I don’t think it was important, as such. To me, it just felt natural. I became a lawyer because I was interested in the justice system, the idea of guilt and retribution, and so much more. To me, humans making good decisions, bad decisions, and spur-of-the-moment decisions, and the punishment society imparts, is the stuff of being human.
What are your favourite books to read?
At the moment I mostly re pre-releases within my own genre: I like to keep up with what’s doing well, what works and what doesn’t, and the cultural conversations taking place. The perfect book for me would be a thriller that blends in credible, realistic and heartfelt relationships. The sort of thing I try to write…
Crime novels can be a bit far-fetched at times. Is fact stranger than fiction?
I have a big commitment to realism in my novels – I agonise over plot so that it seems real and it’s something I think my readers appreciate. There are some news stories I am itching to use but they’re just too bizarre!
Any advice to anyone dreaming of becoming an author?

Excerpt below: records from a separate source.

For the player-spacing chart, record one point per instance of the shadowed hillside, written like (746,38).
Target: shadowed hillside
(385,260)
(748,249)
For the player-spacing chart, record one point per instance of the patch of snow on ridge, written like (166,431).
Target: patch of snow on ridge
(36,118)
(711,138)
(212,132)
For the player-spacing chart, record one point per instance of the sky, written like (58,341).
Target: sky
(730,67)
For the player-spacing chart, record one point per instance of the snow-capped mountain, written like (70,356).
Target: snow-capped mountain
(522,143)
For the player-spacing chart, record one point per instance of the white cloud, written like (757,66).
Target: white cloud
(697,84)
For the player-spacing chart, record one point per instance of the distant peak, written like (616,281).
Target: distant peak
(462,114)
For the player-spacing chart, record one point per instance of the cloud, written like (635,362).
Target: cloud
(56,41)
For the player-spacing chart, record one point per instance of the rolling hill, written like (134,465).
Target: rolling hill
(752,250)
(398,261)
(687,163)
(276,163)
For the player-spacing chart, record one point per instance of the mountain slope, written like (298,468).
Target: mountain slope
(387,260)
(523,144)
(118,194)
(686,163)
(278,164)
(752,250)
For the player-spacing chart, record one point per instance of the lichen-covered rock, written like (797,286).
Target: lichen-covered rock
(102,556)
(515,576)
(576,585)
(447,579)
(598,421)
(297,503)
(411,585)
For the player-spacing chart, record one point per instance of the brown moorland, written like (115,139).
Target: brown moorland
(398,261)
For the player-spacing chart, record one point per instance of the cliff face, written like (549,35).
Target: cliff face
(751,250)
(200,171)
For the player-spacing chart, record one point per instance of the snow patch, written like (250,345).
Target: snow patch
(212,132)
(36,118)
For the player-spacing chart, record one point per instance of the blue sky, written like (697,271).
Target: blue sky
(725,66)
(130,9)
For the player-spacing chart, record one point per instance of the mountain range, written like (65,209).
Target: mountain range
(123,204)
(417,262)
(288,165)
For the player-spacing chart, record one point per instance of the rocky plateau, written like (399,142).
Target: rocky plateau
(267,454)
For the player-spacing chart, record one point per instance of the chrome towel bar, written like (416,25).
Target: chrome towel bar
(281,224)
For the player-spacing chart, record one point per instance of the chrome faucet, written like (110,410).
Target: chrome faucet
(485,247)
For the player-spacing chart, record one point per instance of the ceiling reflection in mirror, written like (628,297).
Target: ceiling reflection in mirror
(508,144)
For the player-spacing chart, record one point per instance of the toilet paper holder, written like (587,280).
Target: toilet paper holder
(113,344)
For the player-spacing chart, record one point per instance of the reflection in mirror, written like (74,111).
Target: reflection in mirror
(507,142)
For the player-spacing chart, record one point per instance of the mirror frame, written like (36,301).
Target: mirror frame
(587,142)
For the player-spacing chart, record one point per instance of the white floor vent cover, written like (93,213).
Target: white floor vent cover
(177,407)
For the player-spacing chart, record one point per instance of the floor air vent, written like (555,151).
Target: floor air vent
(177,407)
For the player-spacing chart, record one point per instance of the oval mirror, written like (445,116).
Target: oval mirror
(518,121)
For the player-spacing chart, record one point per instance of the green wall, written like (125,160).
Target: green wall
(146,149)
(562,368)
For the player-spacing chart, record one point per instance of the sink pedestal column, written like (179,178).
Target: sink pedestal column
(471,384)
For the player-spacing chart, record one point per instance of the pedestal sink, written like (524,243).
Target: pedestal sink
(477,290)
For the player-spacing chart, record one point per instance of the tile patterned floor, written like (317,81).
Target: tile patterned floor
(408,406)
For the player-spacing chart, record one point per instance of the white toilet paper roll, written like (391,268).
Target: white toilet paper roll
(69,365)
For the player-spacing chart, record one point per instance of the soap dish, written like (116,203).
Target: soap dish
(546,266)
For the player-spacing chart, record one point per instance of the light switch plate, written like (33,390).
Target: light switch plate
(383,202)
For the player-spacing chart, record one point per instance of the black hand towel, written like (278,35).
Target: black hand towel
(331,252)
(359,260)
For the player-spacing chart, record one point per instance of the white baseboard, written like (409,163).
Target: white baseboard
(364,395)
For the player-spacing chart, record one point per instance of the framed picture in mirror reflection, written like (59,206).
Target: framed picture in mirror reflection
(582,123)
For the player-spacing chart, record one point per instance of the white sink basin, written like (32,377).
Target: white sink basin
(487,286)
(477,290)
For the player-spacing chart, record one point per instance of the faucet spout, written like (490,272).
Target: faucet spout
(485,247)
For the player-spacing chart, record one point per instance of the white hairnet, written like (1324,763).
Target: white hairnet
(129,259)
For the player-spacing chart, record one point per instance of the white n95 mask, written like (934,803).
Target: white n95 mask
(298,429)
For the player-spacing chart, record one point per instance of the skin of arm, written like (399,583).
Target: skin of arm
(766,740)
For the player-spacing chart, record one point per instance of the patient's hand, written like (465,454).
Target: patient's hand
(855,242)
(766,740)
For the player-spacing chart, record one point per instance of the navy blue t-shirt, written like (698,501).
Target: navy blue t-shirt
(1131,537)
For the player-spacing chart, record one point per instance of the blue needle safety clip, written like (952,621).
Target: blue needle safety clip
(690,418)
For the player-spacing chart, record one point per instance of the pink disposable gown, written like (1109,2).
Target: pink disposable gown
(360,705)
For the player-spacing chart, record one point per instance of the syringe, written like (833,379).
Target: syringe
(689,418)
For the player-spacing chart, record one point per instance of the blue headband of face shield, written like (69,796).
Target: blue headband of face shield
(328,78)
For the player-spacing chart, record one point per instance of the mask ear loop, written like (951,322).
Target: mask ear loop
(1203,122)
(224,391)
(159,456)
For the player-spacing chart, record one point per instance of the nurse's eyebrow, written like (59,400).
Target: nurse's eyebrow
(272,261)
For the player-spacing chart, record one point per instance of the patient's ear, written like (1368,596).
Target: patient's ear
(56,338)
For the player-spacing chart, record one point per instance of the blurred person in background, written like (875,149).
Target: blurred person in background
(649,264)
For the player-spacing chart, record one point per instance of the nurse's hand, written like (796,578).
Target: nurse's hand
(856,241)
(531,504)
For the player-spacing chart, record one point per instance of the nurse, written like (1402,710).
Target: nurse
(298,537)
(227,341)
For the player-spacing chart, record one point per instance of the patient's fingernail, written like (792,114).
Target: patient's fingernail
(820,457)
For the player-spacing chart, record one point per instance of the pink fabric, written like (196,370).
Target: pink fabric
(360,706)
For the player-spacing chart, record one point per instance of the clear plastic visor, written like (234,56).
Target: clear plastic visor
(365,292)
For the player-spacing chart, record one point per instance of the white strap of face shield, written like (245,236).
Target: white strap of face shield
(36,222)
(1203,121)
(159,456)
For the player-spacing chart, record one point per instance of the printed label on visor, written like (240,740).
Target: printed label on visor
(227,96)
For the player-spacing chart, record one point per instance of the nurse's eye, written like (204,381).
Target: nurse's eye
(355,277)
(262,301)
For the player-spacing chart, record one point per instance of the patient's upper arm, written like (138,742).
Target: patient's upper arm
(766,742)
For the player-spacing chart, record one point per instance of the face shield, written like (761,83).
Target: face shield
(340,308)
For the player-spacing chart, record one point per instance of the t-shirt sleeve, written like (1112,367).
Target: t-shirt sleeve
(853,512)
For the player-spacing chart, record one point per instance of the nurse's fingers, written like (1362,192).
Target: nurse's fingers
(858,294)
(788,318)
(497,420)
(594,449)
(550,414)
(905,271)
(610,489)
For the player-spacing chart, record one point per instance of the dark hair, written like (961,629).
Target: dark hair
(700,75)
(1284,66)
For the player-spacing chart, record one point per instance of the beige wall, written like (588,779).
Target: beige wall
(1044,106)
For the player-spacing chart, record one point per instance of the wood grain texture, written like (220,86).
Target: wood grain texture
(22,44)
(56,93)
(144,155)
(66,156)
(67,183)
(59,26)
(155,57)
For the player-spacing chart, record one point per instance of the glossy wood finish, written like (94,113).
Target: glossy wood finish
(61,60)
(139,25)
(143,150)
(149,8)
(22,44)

Write the book. It’s the simplest and hardest thing, to spend hundreds of hours on something that may come to nothing, and I think our sensible and logical brains try to stop us from doing that. It’s hard because it’s a hard thing to do, not because you’re rubbish at it or not meant to be doing with it.
Where do you get your writing inspiration from?
News stories, good writing, great TV dramas, and gossip.
What are you working on next?
I’m writing a book about two people who find themselves on either side of witness protection.
If, heaven forbid, there was a fire, what possession would you grab first to save?
I’m sad to say it would be my laptop containing my work in progress. Over all other things, including my cat. How embarrassing.
What five people, living or dead, would you choose to invite to a dinner party?
Zadie Smith, Lee Child, Virginia Woolf, Sylvia Plath and Michael Stipe from REM.
Gillian's new novel, The Evidence Against You, is out on 18 April 2019. It’s about a woman whose father murdered her mother. After serving 20 years for it, having been convicted due to overwhelming evidence, he gets out and tells her he didn’t do it. But is he telling the truth?
Thank you Gillian for taking part with in conversation with and I can't wait to read your new novel in April.